Delitto Sarah Scazzi: la macchia sulla porta non era sangue, si passa ora all’esame del Dna

a cura di Giovanna Manna
data pubblicazione 10 Mar 2011 alle ore 11:30am


Alla luce, dei primi risultati degli accertamenti sulla macchia rossa scoperta sullo stipite della porta di collegamento tra casa Misseri ed il garage, non si tratterebbe di sangue.

La notizia è stata riportata stamattina su ‘La Gazzetta del Mezzogiorno’ secondo cui sarebbe negativo l’esito dei primi esami dei carabinieri del Ris di Roma, disposti dalla Procura successivamente alla segnalazione del Generale Luciano Garofalo.

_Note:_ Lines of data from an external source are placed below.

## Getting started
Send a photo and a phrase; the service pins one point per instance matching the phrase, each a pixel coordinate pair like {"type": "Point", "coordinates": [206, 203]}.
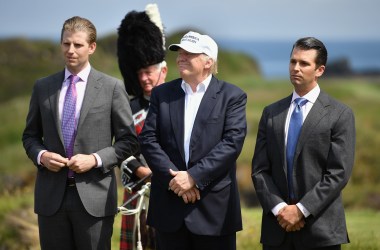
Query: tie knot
{"type": "Point", "coordinates": [74, 78]}
{"type": "Point", "coordinates": [300, 101]}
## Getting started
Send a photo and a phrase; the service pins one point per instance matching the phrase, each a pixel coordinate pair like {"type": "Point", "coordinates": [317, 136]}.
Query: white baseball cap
{"type": "Point", "coordinates": [194, 42]}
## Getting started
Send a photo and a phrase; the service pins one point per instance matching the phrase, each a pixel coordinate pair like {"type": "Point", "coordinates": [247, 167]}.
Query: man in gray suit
{"type": "Point", "coordinates": [75, 154]}
{"type": "Point", "coordinates": [299, 176]}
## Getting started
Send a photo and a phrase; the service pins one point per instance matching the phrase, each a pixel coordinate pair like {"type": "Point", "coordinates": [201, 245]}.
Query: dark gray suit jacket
{"type": "Point", "coordinates": [323, 163]}
{"type": "Point", "coordinates": [216, 142]}
{"type": "Point", "coordinates": [105, 116]}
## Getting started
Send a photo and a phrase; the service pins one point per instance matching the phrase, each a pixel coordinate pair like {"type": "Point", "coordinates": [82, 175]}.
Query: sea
{"type": "Point", "coordinates": [273, 56]}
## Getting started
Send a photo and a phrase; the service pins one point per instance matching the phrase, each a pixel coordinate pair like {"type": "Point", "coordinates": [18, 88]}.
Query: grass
{"type": "Point", "coordinates": [362, 226]}
{"type": "Point", "coordinates": [17, 172]}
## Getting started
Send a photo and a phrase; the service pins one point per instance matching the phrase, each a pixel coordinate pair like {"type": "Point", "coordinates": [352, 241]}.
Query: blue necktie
{"type": "Point", "coordinates": [295, 126]}
{"type": "Point", "coordinates": [68, 119]}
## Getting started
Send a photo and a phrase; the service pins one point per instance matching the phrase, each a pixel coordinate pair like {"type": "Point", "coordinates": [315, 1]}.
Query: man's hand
{"type": "Point", "coordinates": [142, 171]}
{"type": "Point", "coordinates": [191, 196]}
{"type": "Point", "coordinates": [81, 163]}
{"type": "Point", "coordinates": [52, 161]}
{"type": "Point", "coordinates": [181, 182]}
{"type": "Point", "coordinates": [290, 218]}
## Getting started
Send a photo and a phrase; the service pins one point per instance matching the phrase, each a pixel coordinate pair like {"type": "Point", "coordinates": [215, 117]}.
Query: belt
{"type": "Point", "coordinates": [70, 182]}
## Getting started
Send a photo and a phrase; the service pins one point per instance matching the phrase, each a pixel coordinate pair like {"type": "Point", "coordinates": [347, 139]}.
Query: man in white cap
{"type": "Point", "coordinates": [192, 136]}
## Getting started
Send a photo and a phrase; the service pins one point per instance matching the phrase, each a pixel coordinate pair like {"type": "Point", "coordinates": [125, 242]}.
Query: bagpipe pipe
{"type": "Point", "coordinates": [140, 189]}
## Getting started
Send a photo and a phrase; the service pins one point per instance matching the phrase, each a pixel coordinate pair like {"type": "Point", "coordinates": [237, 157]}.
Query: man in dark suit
{"type": "Point", "coordinates": [299, 176]}
{"type": "Point", "coordinates": [75, 154]}
{"type": "Point", "coordinates": [192, 136]}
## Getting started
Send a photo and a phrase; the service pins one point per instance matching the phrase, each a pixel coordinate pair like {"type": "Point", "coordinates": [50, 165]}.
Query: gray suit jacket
{"type": "Point", "coordinates": [105, 127]}
{"type": "Point", "coordinates": [323, 163]}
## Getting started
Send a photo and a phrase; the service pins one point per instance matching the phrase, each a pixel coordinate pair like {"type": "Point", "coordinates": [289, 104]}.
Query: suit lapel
{"type": "Point", "coordinates": [177, 109]}
{"type": "Point", "coordinates": [203, 115]}
{"type": "Point", "coordinates": [92, 90]}
{"type": "Point", "coordinates": [54, 89]}
{"type": "Point", "coordinates": [317, 112]}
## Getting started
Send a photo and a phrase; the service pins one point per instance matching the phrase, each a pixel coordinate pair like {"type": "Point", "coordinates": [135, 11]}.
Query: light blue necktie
{"type": "Point", "coordinates": [68, 119]}
{"type": "Point", "coordinates": [295, 126]}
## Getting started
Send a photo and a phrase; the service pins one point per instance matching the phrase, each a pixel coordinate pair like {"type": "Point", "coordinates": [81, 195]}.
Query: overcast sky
{"type": "Point", "coordinates": [230, 19]}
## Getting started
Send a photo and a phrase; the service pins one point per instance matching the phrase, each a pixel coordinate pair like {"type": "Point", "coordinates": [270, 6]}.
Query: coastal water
{"type": "Point", "coordinates": [273, 56]}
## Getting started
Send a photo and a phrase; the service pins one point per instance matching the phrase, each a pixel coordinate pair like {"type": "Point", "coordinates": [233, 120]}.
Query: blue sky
{"type": "Point", "coordinates": [238, 19]}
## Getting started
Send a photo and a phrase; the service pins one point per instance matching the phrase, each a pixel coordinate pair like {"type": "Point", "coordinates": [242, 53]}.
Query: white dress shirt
{"type": "Point", "coordinates": [80, 88]}
{"type": "Point", "coordinates": [192, 102]}
{"type": "Point", "coordinates": [311, 97]}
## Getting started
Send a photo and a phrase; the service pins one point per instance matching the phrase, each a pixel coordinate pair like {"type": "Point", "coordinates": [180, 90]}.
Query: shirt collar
{"type": "Point", "coordinates": [311, 96]}
{"type": "Point", "coordinates": [83, 75]}
{"type": "Point", "coordinates": [202, 86]}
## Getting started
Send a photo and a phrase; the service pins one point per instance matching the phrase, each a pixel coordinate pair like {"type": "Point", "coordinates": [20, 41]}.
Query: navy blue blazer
{"type": "Point", "coordinates": [216, 142]}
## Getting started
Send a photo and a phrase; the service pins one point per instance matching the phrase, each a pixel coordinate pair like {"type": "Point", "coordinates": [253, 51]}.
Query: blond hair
{"type": "Point", "coordinates": [77, 23]}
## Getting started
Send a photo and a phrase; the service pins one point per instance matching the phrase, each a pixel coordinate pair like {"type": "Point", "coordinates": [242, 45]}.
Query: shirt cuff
{"type": "Point", "coordinates": [39, 157]}
{"type": "Point", "coordinates": [278, 207]}
{"type": "Point", "coordinates": [303, 209]}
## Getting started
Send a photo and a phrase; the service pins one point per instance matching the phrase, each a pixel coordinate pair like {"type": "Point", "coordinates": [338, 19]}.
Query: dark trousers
{"type": "Point", "coordinates": [72, 227]}
{"type": "Point", "coordinates": [183, 239]}
{"type": "Point", "coordinates": [291, 243]}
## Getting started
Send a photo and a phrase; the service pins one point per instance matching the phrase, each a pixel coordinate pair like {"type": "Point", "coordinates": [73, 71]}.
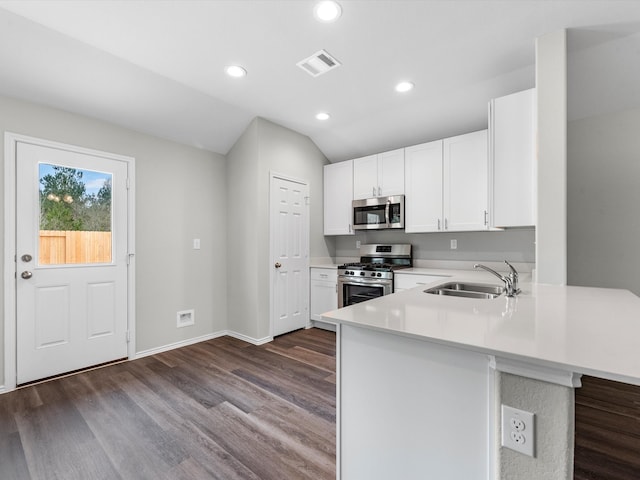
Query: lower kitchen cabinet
{"type": "Point", "coordinates": [411, 409]}
{"type": "Point", "coordinates": [323, 295]}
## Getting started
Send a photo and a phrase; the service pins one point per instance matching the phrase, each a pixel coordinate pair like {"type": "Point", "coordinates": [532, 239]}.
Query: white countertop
{"type": "Point", "coordinates": [593, 331]}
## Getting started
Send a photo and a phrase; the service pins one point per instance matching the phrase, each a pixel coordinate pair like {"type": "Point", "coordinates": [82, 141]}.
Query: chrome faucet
{"type": "Point", "coordinates": [513, 276]}
{"type": "Point", "coordinates": [510, 282]}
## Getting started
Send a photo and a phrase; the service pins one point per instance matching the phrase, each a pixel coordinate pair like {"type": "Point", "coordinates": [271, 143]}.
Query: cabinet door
{"type": "Point", "coordinates": [365, 177]}
{"type": "Point", "coordinates": [423, 187]}
{"type": "Point", "coordinates": [323, 295]}
{"type": "Point", "coordinates": [338, 195]}
{"type": "Point", "coordinates": [512, 132]}
{"type": "Point", "coordinates": [391, 173]}
{"type": "Point", "coordinates": [466, 182]}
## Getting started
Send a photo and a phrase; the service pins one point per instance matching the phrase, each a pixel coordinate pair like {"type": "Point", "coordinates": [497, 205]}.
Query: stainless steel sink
{"type": "Point", "coordinates": [467, 290]}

Ed è stato proprio questo consulente di parte della famiglia Scazzi, a notare la macchia rossa sulla porta durante un sopralluogo nell’abitazione dei Misseri.

Ora la risposta definitiva arriverà entro una decina di giorni, il tempo necessario per conoscere gli esiti dell’esame del Dna.

Si perchè, dai primi risultati degli esami compiuti in collaborazione con i Ris hanno dato un risultato ambiguo ha spiegato Luciano Garofalo, ossia potrebbe trattarsi di sangue umano, ma anche di sangue non umano per cui è stato deciso di approfondire l’esame con accertamenti di tipo “genetico”.